Batna. Conflit à l'institut paramédical



Les enseignants de l'institut d'enseignement paramédical de Batna, en grève illimitée depuis le début du mois, sont entrés en conflit direct avec le directeur de l'établissement.Parmi les grévistes, dix enseignants ont été empêchés mardi d'accéder à l'école sur ordre du directeur. Ce dernier aurait profité de l'absence du groupe pour instruire ses agents de sécurité de fermer les accès. «Nous sommes sortis pendant un court moment pour aller au CHU qui se trouve à proximité de l'institut, et à notre retour nous avons été surpris par les portes fermées et le refus de nous laisser entrer», explique Rachid Belkhiri, enseignant et syndicaliste. Les enseignants grévistes qui ont informé le directeur de la santé et de la population de la situation, soulignent qu'ils font acte de présence régulière depuis le déclenchement de leur mouvement qui, faut-il noter, entre dans le cadre de la grève nationale des enseignants paramédicaux.

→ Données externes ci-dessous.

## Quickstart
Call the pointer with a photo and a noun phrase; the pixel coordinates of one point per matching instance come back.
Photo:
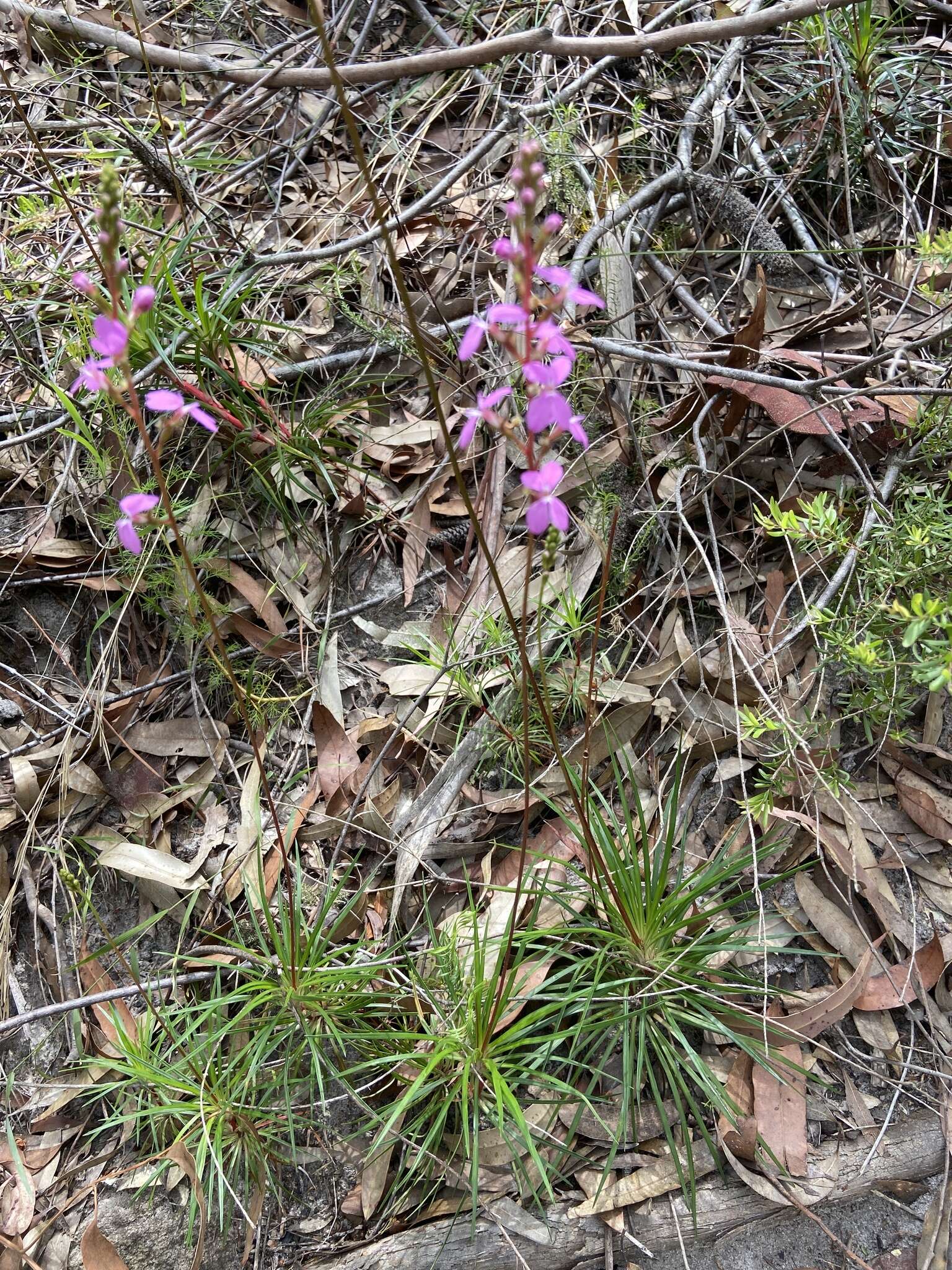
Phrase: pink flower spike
(201, 417)
(484, 409)
(550, 374)
(90, 378)
(550, 340)
(576, 432)
(136, 506)
(547, 409)
(165, 402)
(143, 301)
(127, 536)
(111, 337)
(546, 510)
(472, 340)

«C'est une manière de nous humilier, avance un autre enseignant, il veut coûte que coûte casser notre grève. D'ailleurs, il nous a fermé le réfectoire depuis le début de notre action ». «Les gens en grève n'ont pas le droit de quitter le lieux du travail», se défend le directeur de l'établissement Sadek Belaïd. Ils n'ont pas aussi le droit au repas de midi, ajoute-t-il, soulignant qu'il ne reste que huit grévistes récalcitrants et que d'ici dimanche d'autres vont renoncer au mouvement. La grève des enseignants des instituts d'enseignement paramédical fait face à une guerre d'usure engagée par la tutelle pour casser le mouvement. A Batna, le conflit avec la direction vient s'ajouter aux revendications nationales. Il prend en otage quelque 800 étudiants.